Le plateau de tournage, en particulier dans le domaine documentaire, est un environnement où la pression psychologique et les enjeux narratifs peuvent être extrêmes. Le professionnel se trouve dans l’obligation de « mettre un masque » ou de « jouer un rôle » pour maintenir l’objectivité technique et être un point d’ancrage sécurisant pour le sujet filmé. Cette attitude est une stratégie de survie professionnelle indispensable.

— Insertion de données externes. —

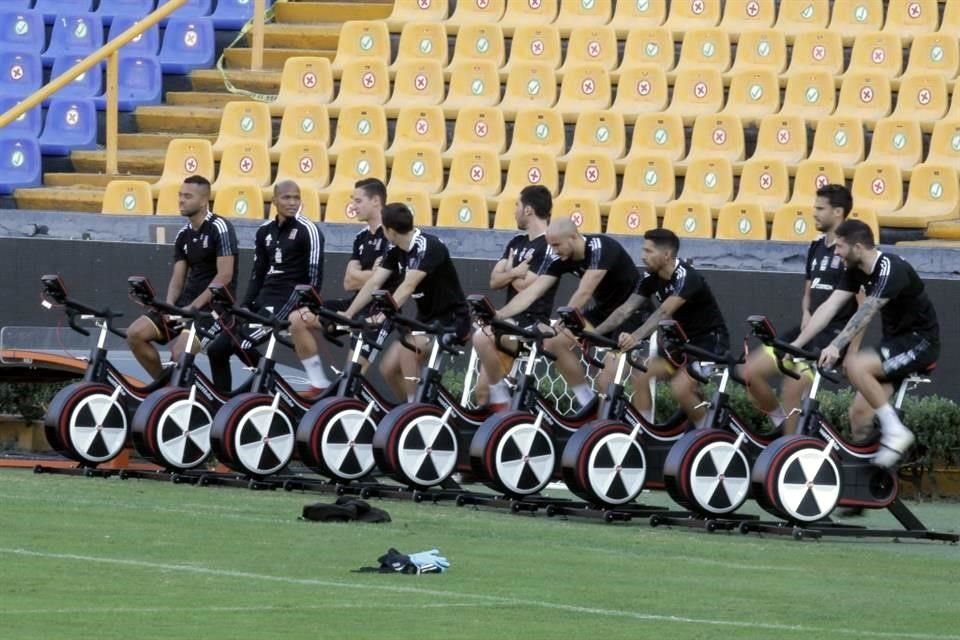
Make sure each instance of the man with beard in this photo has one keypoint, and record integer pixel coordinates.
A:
(204, 252)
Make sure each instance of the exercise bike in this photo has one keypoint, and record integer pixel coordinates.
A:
(89, 421)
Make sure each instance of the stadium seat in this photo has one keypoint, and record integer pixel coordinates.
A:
(839, 139)
(20, 164)
(809, 95)
(688, 219)
(897, 140)
(129, 197)
(244, 163)
(306, 80)
(794, 223)
(22, 31)
(407, 11)
(583, 211)
(631, 217)
(761, 49)
(642, 89)
(231, 15)
(741, 221)
(305, 123)
(933, 195)
(878, 186)
(463, 210)
(70, 125)
(537, 130)
(239, 201)
(188, 44)
(73, 35)
(244, 121)
(753, 95)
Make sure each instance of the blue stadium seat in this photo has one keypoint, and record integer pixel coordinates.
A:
(148, 43)
(71, 124)
(22, 31)
(110, 9)
(74, 34)
(20, 163)
(20, 73)
(28, 125)
(187, 44)
(233, 14)
(51, 9)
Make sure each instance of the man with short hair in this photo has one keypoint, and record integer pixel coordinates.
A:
(911, 333)
(205, 251)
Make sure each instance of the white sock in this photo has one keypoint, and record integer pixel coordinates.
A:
(314, 368)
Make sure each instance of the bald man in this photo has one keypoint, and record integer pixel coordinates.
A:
(288, 251)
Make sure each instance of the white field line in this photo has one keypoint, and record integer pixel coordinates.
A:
(501, 600)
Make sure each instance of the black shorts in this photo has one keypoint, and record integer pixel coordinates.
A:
(906, 354)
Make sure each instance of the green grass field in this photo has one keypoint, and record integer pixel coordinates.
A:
(109, 558)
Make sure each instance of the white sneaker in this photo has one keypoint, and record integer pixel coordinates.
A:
(892, 449)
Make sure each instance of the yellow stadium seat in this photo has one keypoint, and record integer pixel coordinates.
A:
(658, 135)
(479, 42)
(809, 95)
(418, 84)
(810, 176)
(244, 163)
(361, 40)
(816, 51)
(744, 15)
(878, 53)
(584, 88)
(584, 212)
(306, 80)
(476, 12)
(878, 186)
(529, 85)
(303, 123)
(538, 130)
(591, 14)
(923, 97)
(638, 15)
(359, 124)
(692, 14)
(531, 12)
(631, 217)
(528, 168)
(688, 219)
(243, 122)
(851, 18)
(753, 95)
(933, 196)
(761, 49)
(909, 18)
(591, 176)
(783, 138)
(897, 140)
(364, 83)
(696, 92)
(839, 139)
(129, 197)
(239, 201)
(765, 183)
(642, 89)
(805, 16)
(406, 11)
(463, 210)
(794, 223)
(185, 157)
(741, 221)
(416, 127)
(420, 41)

  • Mettre ses émotions de côté pour la performance : Le professionnel ne peut pas se permettre de « craquer » (pleurer ou exploser de rire) car cela ruinerait la prise de vue et la prise de son. Il doit conserver une régulation émotionnelle stable pour diriger et offrir un espace sécurisé au sujet filmé.
  • Adapter l’approche relationnelle : La gestion des émotions varie selon l’interlocuteur.
    • Face à des non-professionnels abordant un sujet tabou ou intime, le réalisateur doit se faire pédagogue et « jouer ce rôle à fond » pour guider l’interview et en tirer le meilleur parti.
    • Avec des acteurs reconnus, l’approche doit être naturelle et sincère pour éviter de « jouer un jeu ».

II.  Le Poids Psychologique du Succès et de l’Attente.

Vincent Kardasik.

L’atteinte d’un succès majeur, tel que remporter plusieurs Emmy Awards, n’est pas une fin en soi psychologiquement. Elle introduit une nouvelle charge émotionnelle à gérer : le poids de l’attente et le syndrome de l’imposteur.

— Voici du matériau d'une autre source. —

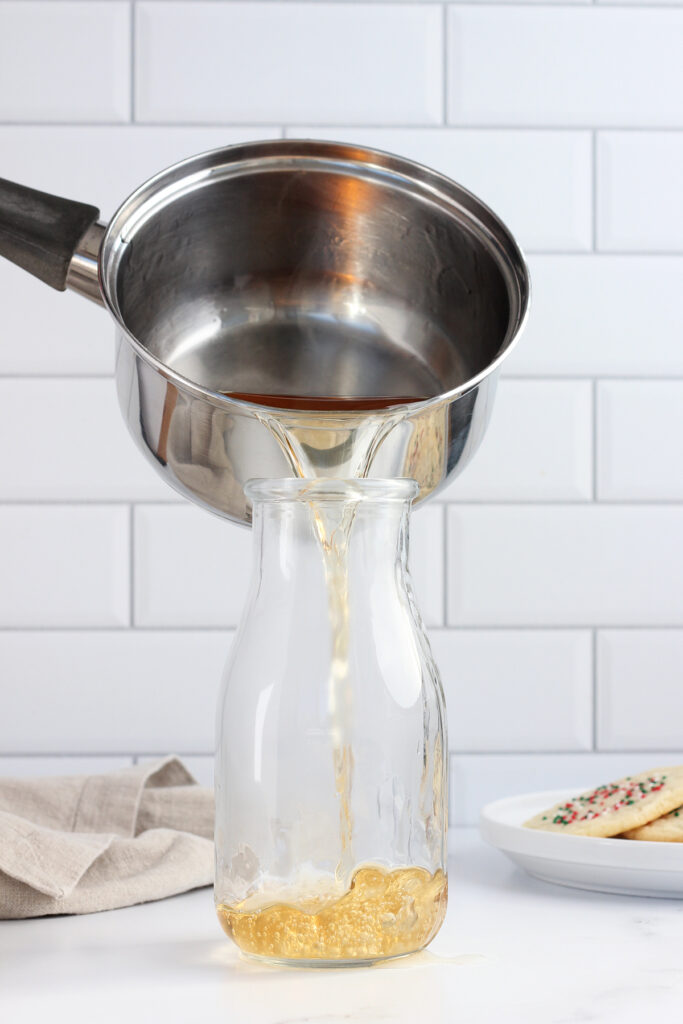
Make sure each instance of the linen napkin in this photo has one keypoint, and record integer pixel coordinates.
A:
(81, 844)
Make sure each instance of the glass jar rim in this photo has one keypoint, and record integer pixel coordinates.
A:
(330, 488)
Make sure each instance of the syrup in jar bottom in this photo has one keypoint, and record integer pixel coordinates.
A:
(383, 913)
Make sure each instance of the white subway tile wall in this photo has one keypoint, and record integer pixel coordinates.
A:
(550, 573)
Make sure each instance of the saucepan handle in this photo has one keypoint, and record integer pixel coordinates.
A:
(44, 235)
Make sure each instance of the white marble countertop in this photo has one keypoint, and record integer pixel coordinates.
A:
(512, 949)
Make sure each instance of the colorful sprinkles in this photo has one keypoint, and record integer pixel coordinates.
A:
(599, 801)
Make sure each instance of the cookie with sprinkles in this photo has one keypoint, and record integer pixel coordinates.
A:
(668, 828)
(616, 807)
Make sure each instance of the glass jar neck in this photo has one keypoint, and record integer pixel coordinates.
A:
(295, 518)
(331, 492)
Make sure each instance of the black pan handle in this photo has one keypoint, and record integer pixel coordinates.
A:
(40, 232)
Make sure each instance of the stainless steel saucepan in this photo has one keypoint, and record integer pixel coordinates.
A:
(372, 299)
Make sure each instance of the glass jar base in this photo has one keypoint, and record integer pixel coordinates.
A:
(329, 964)
(384, 913)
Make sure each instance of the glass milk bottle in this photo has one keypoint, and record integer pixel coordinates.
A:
(331, 770)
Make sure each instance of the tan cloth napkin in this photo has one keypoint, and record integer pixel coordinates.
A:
(80, 844)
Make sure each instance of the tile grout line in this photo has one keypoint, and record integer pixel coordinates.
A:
(132, 61)
(453, 753)
(131, 563)
(444, 61)
(594, 694)
(594, 190)
(594, 417)
(230, 628)
(361, 125)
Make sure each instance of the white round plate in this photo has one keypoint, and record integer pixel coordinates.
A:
(610, 865)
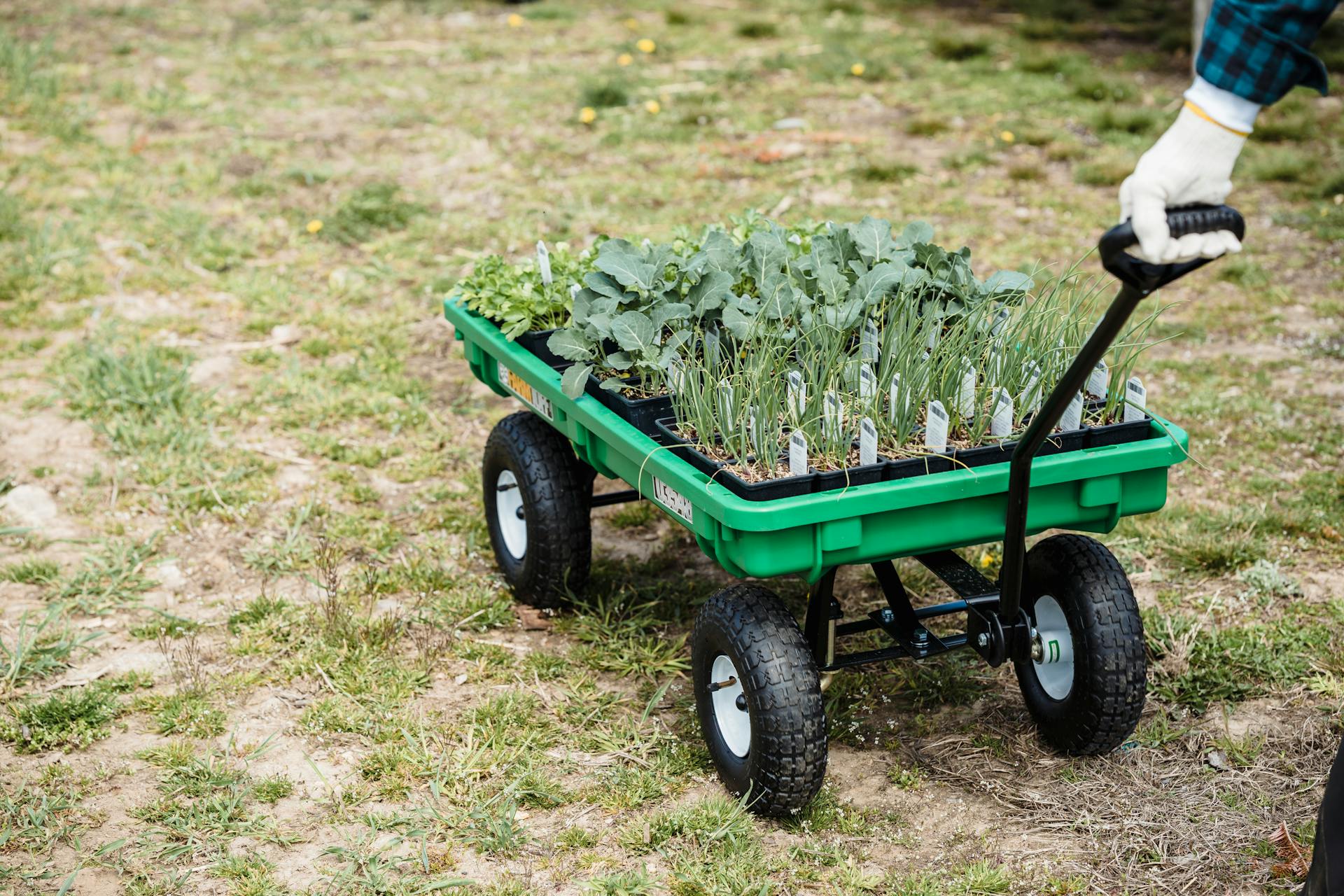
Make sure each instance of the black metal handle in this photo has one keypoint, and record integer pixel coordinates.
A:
(1191, 219)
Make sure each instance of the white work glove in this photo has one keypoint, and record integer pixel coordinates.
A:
(1191, 163)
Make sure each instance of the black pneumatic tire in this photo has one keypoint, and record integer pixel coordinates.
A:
(787, 760)
(556, 496)
(1110, 672)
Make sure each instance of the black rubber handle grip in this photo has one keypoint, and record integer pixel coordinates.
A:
(1189, 219)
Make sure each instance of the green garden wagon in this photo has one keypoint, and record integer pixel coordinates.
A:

  • La priorité à l’attente : Au lancement d’un nouveau projet majeur, l’émotion dominante n’est pas l’enthousiasme créatif, mais plutôt le poids de l’attente après avoir remporté des prix.
  • La peur de l’annulation : L’artiste a tendance à voir le verre à moitié vide, sachant que, quelle que soit l’ampleur d’un projet sur le papier, celui-ci peut être annulé à tout moment tant qu’il n’a pas commencé à tourner.
  • Le pragmatisme face à l’émotion : Après la retombée émotionnelle des récompenses, il est crucial de mettre l’émotionnel de côté et de rester pragmatique pour évaluer les nouvelles opportunités, aller au-delà de l’aspect financier, et prendre des décisions pour franchir un nouveau cap professionnel.

III. Stratégies de Régulation et d’Équilibre : La Distance Salvatrice.

Vincent Kardasik.

Pour gérer l’accumulation de stress, de pression et du poids des attentes, l’expérience mène à l’adoption de stratégies de régulation émotionnelle matures, centrées sur la dissociation et l’équilibre de vie.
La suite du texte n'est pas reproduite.